Softmax & Cross-Entropy Loss

Given a dataser of examples: $\{(x_i,y_i)\}^N_{i=1}$

where $x_i$ is i image and $y_i$ is integer label. The goal of a loss function is to measure how well the predicted scores match the ground-truth labels.

The loss over the dataset is defined as the average loss across all training examples:

$L = \frac{1}{N} \sum_i{L_i(f(x_i,W),y_i)}$

where:

$f(x_i,W)$ are the predicted class scores (also called logits)
$L_i(f(x_i,W),y_i)$ is the loss for the i-th training example

There are many valid choices for the loss function. A very common and important one is the Softmax loss, also known as cross-entropy loss.

Softmax function

The score function produces raw class scores:

$z = f(x_i, W)$

These scores are not probabilities. To convert them into probabilities, we apply the Softmax function:

s_{i} = \frac{e ^{z_{i}}}{\sum _{j} e ^{z_{j}}}

where:

$z_i$ is the score for class $i$
$s_i$ is the predicted probability for class $i$

Intuitively:

The exponential $e^{z_i}$ turns each class score into a positive value: so all outputs are positive.
The denominator normalizes them into a valid probability distribution: all predicted probabilities sum to 1

If we have a good set of parameters ( $W$ , $b$ ), the linear model with the softmax function predicts the probabilities of class labels given an input image. Great we could call it a day. But realisticlly, the problem is how $W$ and $b$ are defined. As starter, we need an objective i.e. we need something that tells us how good are our parameters compared to the ground truth.

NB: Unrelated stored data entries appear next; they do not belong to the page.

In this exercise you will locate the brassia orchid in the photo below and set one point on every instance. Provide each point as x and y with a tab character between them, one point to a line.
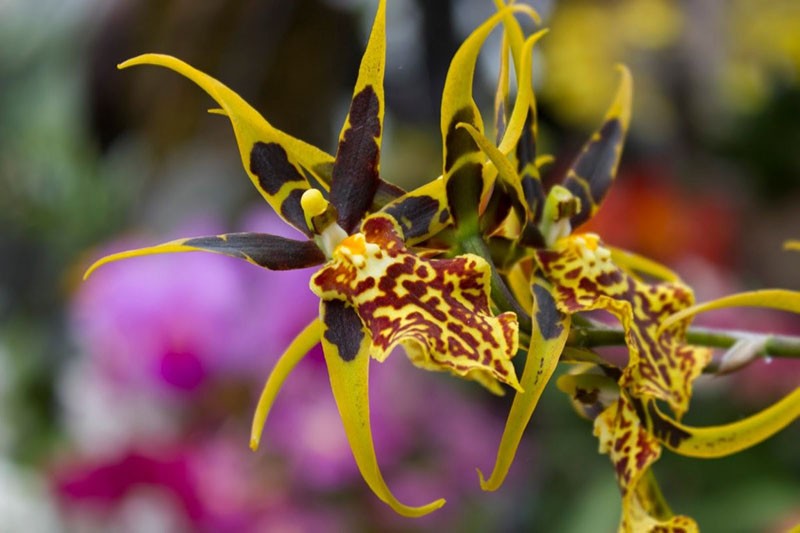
457	269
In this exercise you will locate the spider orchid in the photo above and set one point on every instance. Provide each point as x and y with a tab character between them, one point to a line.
557	274
375	291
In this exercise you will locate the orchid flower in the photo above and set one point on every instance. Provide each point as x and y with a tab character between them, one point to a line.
375	291
558	274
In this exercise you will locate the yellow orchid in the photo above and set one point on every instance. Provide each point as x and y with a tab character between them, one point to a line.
557	274
455	270
375	292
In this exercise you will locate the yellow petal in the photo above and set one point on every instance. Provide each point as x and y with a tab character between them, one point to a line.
462	159
719	441
591	175
632	451
356	170
273	160
634	263
267	251
439	308
661	364
346	346
299	348
780	299
550	331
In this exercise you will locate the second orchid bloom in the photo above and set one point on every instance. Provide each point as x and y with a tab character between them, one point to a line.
455	270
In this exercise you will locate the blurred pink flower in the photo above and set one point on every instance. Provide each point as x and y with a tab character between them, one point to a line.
164	323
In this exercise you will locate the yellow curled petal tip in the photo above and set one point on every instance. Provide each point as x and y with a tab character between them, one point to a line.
299	348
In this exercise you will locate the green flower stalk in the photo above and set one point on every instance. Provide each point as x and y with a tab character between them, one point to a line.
455	270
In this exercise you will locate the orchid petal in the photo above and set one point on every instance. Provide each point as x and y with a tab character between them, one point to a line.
637	264
356	169
261	249
550	331
438	309
346	346
590	390
727	439
421	213
591	175
632	451
273	160
780	299
299	348
661	365
463	165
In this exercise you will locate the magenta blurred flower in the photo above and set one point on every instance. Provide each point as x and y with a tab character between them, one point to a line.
165	324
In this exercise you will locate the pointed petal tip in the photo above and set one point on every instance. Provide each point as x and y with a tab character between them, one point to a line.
621	107
418	511
136	60
485	485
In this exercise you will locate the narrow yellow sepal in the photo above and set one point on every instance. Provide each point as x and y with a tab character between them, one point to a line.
543	355
635	263
505	170
719	441
299	348
350	386
166	248
250	128
621	106
525	98
780	299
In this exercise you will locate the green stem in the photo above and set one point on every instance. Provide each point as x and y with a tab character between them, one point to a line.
501	294
774	345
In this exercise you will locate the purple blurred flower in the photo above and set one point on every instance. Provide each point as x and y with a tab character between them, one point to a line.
174	325
164	323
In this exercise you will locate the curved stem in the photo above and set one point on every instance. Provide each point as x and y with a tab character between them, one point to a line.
774	345
501	294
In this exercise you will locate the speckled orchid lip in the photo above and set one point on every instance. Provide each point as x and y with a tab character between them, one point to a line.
452	270
375	292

To compare predicted probabilities with the ground truth, we represent it using a one-hot vector effectively making the ground truth a probability distribution.

For example, if there are three classes and the correct class is class 1: y = [0, 1, 0]

To measure how different the predicted and ground truth prob distributions are we use cross-entropy:

$L_i = - \sum_k y_k \log(s_k)$

Which simplifies to $L_i = -\log(s_{y_i})$ because the ground truth vector is one-hot encoded.

This means:

The loss is large when the model assigns low probability to the correct class
The loss is small when the model assigns high probability to the correct class

The loss is what gives us the signal, great we now know how good or bad our parameters are. But how do we efficiently determine the parameters that give the lowest loss? This process is optimization!